Cet ennoblissement a eu pour conséquence l’avènement d’un art dégagé des préoccupations liées au domaine de l’utile, un art magnificent, c’est-à-dire prodigue et désintéressé, mais aussi somptueux, et lié à des classes sociales nanties et cultivées, et ce à partir du 17e siècle.
Le prolongement de ce nouvel état, pour non pas le peintre ou le sculpteur exerçant un métier, mais pour l’artiste ayant la capacité de penser, de ressentir et de créer par et pour lui-même a contribué en partie à la naissance du romantisme, première vaste tentative d’opposition aux traditions, premier mouvement moderne en somme.
Ce nouveau positionnement du praticien devenu artiste a engendré une remise en question totale de la façon par laquelle se tenir dans ce rang. Son talent n’a pas suffi, sa culture a dû s’élargir considérablement, sa prestance, son érudition, ses relations sociales… s’affiner. Dans son existence au quotidien, « être artiste » a parfois pris le pas sur la création en elle-même.
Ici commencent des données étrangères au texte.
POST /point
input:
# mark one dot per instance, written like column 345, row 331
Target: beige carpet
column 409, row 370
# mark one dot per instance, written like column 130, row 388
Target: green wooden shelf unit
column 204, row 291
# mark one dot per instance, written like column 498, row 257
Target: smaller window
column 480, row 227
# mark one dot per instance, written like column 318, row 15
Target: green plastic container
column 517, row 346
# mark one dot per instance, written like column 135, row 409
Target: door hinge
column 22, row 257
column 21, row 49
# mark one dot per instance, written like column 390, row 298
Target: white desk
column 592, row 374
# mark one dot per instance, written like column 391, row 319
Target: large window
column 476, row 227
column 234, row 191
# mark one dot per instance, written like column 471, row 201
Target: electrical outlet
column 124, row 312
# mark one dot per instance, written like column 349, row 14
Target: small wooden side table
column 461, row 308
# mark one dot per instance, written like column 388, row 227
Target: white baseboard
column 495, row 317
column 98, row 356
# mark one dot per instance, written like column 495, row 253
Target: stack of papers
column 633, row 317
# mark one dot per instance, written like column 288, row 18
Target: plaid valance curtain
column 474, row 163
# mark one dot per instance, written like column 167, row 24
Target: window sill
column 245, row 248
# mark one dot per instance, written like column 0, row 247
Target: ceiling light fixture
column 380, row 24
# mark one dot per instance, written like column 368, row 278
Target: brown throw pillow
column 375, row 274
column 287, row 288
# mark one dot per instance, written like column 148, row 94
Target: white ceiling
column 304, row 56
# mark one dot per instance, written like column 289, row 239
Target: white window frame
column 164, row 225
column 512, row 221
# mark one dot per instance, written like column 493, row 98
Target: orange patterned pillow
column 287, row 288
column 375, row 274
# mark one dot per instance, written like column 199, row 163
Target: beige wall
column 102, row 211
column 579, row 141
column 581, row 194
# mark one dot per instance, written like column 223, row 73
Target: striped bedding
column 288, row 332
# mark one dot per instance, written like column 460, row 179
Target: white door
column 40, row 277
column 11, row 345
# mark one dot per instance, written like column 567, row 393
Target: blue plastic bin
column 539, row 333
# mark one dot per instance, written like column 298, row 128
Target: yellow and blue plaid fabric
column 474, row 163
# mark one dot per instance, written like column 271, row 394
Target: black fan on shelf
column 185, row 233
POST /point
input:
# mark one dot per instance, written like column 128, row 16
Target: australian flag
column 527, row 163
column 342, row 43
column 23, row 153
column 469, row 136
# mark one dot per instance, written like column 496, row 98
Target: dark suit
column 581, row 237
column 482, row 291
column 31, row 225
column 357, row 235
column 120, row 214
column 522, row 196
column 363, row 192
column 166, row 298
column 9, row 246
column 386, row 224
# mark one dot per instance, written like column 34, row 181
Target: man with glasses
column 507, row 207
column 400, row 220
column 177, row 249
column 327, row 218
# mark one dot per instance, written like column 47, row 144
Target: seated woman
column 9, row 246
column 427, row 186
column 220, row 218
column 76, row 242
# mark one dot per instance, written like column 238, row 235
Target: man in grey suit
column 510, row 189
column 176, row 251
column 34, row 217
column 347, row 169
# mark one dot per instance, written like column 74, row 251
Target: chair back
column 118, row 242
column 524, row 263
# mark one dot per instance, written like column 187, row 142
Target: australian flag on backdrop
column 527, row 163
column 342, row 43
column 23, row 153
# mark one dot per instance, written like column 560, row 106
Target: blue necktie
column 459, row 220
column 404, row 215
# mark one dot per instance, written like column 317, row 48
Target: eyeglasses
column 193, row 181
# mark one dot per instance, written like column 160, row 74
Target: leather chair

Les artistes de la période classique faisaient tout pour se faire admettre dans la société aisée et dominante, au risque d’enfermer leurs dons dans des commandes ou des réalisations à même de leur garantir cette insertion.
Ensuite, le processus s’est inversé : l’obéissance à des règles a perdu le crédit qu’elle avait dans l’âge classique, et cela au profit de ce qu’on appelait le génie, cette aptitude surhumaine à avoir raison contre tous. La modernité faisait peu à peu son apparition, cette manière d’être en opposition aux traditions devenait la donne. Dans les Salons, le public se présentait non plus comme acquéreur potentiel de biens matériels, mais plutôt comme consommateur d’images, de biens immatériels, où pouvait s’exercer le regard et le jugement.
Graduellement donc avec l’avènement de la modernité, une frange des plasticiens a quitté le domaine servile où ils étaient attachés à des affectations décoratives, commémoratives, fonctionnelles… pour entrer dans un domaine ouvert, désintéressé, et de plus en plus dématérialisé. Cela fut-il un bien ? Oui, certainement, à la condition pour elle de ne plus céder à la tentation de son ancien statut lui imposant de répondre à des commandes ou des injonctions émanant de ceux qui s’annonçaient capables de convertir leurs réalisations en argent. Si l’artiste s’est émancipé, c’est une vraie victoire sur le plan de la réalisation de son être, c’est une liberté gagnée sur le mercantilisme dont il était le jouet. Mais, tout ceci nous porte à soutenir que l’artiste, s’il veut assurer la continuité de cette victoire et en tirer le plus grand bénéfice pour son édification et sa sagesse, doit pouvoir s’opposer à la fabrication, au succès, au connu, à l’inauthenticité, à la sécurité… C’est à une ascèse à laquelle il a à se consacrer aujourd’hui et demain s’il veut jouir de la considération accordée à l’artiste libéral, c’est-à-dire au sens latin de ce mot : libre, généreux, prodigue en réalisations vitales, créant sans esprit de lucre.
La confusion qui règne de nos jours, aussi bien au sein de l’enseignement artistique qu’au sein des médias est causée par le fait que sont présentées sur le même plan toutes les disciplines plastiques : dessin, peinture, sculpture, design, mode, bande dessinée, graphisme, infographie, publicité, multimédias, télévision… Selon ces deux domaines, enseignement et médias, tout est art. De sorte que la nouvelle donne est peut-être bien située a contrario dans l’activité créatrice qui ne se réclame plus de l’art.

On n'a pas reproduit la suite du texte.